XMARC (Version 1.0)
XML Mapping for MARC Data
geoff at minaret dot biz
Copyright © 2001, 2004 Minaret Corp.
Minaret is a registered trademark of Minaret Corporation.
Permission is hereby granted, free of charge, to any person obtaining a copy of this document to deal in this document without restriction, including without limitation the rights to use, copy, modify, merge, publish, distribute, sublicense, and/or sell copies of this document, and to permit persons to whom this document is furnished to do so, subject to the following conditions:
The above copyright and trademark notices and this permission notice shall be included in all copies and derivative works of this document.
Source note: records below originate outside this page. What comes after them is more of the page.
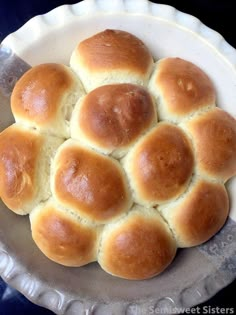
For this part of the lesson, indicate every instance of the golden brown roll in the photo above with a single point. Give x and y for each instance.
(160, 165)
(62, 237)
(25, 158)
(199, 214)
(91, 184)
(112, 117)
(139, 246)
(44, 98)
(181, 88)
(214, 138)
(111, 56)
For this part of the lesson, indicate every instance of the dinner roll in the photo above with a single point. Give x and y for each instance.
(62, 237)
(214, 138)
(111, 56)
(160, 165)
(112, 117)
(199, 214)
(25, 156)
(180, 88)
(44, 98)
(91, 184)
(139, 246)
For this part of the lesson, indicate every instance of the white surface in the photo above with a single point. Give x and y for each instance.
(167, 32)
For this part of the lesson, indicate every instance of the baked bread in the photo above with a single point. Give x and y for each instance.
(181, 89)
(44, 98)
(25, 158)
(112, 117)
(111, 56)
(124, 189)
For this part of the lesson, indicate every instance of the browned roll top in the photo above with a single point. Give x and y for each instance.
(139, 247)
(214, 138)
(183, 87)
(62, 238)
(90, 183)
(200, 214)
(19, 152)
(114, 49)
(113, 116)
(161, 164)
(39, 92)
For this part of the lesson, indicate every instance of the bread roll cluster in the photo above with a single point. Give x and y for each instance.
(117, 158)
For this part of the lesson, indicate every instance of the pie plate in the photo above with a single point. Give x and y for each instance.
(196, 273)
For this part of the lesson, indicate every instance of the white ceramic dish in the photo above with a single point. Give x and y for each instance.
(197, 273)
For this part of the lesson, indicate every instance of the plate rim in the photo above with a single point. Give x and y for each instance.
(11, 270)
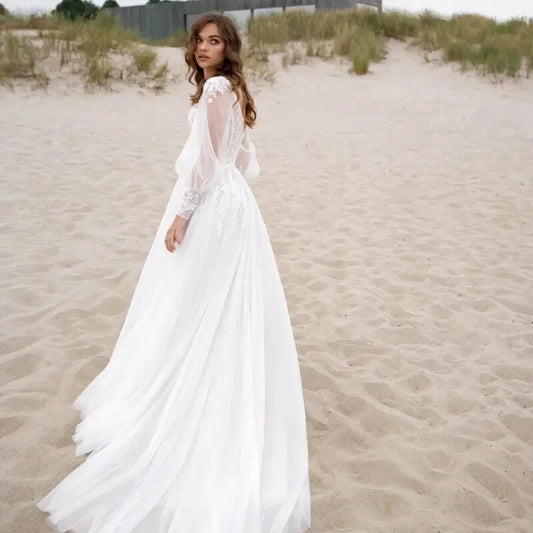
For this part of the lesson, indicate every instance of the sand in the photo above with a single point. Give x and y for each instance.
(399, 208)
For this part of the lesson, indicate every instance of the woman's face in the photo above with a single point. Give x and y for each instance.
(209, 44)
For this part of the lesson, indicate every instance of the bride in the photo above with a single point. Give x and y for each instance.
(197, 423)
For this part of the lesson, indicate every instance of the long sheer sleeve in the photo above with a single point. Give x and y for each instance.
(247, 159)
(202, 154)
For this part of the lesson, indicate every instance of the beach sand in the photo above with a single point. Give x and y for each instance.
(399, 208)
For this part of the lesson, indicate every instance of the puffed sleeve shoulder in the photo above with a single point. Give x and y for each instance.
(202, 155)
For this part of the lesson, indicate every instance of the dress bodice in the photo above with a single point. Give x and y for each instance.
(233, 132)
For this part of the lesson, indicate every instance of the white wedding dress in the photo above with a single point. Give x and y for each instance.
(197, 423)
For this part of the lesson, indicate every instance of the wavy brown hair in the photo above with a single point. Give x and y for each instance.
(231, 67)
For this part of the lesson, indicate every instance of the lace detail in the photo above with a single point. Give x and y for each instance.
(188, 203)
(215, 85)
(230, 199)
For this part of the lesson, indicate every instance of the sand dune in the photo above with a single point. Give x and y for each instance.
(399, 208)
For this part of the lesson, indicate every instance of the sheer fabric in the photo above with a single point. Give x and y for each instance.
(197, 423)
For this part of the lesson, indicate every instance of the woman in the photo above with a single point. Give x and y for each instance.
(197, 423)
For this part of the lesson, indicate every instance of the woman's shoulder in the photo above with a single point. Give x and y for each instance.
(216, 84)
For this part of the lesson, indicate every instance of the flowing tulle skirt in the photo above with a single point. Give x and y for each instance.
(197, 423)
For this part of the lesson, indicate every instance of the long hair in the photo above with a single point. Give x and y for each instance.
(231, 67)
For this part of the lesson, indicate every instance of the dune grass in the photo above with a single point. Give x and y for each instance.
(86, 47)
(474, 41)
(92, 47)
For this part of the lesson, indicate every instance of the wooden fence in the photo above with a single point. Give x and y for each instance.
(158, 21)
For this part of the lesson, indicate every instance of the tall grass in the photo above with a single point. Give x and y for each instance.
(86, 47)
(474, 41)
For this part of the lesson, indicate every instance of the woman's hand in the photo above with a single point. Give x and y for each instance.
(176, 233)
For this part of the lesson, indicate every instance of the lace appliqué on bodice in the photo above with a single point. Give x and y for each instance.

THIS DOCUMENT IS PROVIDED "AS IS", WITHOUT WARRANTY OF ANY KIND, EXPRESS OR IMPLIED, INCLUDING BUT NOT LIMITED TO THE WARRANTIES OF MERCHANTABILITY, FITNESS FOR A PARTICULAR PURPOSE AND NONINFRINGEMENT. IN NO EVENT SHALL THE AUTHORS OR COPYRIGHT HOLDERS BE LIABLE FOR ANY CLAIM, DAMAGES OR OTHER LIABILITY, WHETHER IN AN ACTION OF CONTRACT, TORT OR OTHERWISE, ARISING FROM, OUT OF OR IN CONNECTION WITH THIS DOCUMENT OR THE USE OR OTHER DEALINGS IN THIS DOCUMENT.
November 28, 2001 (Version 0.1)
February 9, 2004
This document describes a mapping between the MARC (MAchine Readable Catalog) communications format and XML for storing MARC data in a database using XML compliant field names. This mapping has a few simple rules for constructing XML element names from MARC field and subfield names which results in a unique and legal XML element name for every field and for every combination of field and subfield.
The goal of this mapping is to produce an XML document type that: (a) is as simple as possible to understand and implement; (b) is database friendly; (c) supports high levels of validation, if desired; and (d) works with all MARC formats. To avoid problems with spaces within a fixed length XMARC control field, either a DTD (Document Type Definition) or XML Schema should be used, or an attribute of 'xml:space="preserve"' should be included with any fixed length data elements. When DTDs or schemas are used, XML parsers generally preserve white space or at least make it available to the application.
A file of 20 test records is available in both MARC and XMARC formats to illustrate the principles of this mapping. They are:
Please note that the above MARC file contains diacritic characters which have been combined with the characters they modify and converted into their Unicode equivalents to produce the XML file. For example, the combination of an acute accent followed by the letter "e" in the MARC source file has been converted into the single character "é", which has been output as the Unicode hexadecimal value of "é". Also note that any indicators that were blank in the source file were not output in the resulting XML file.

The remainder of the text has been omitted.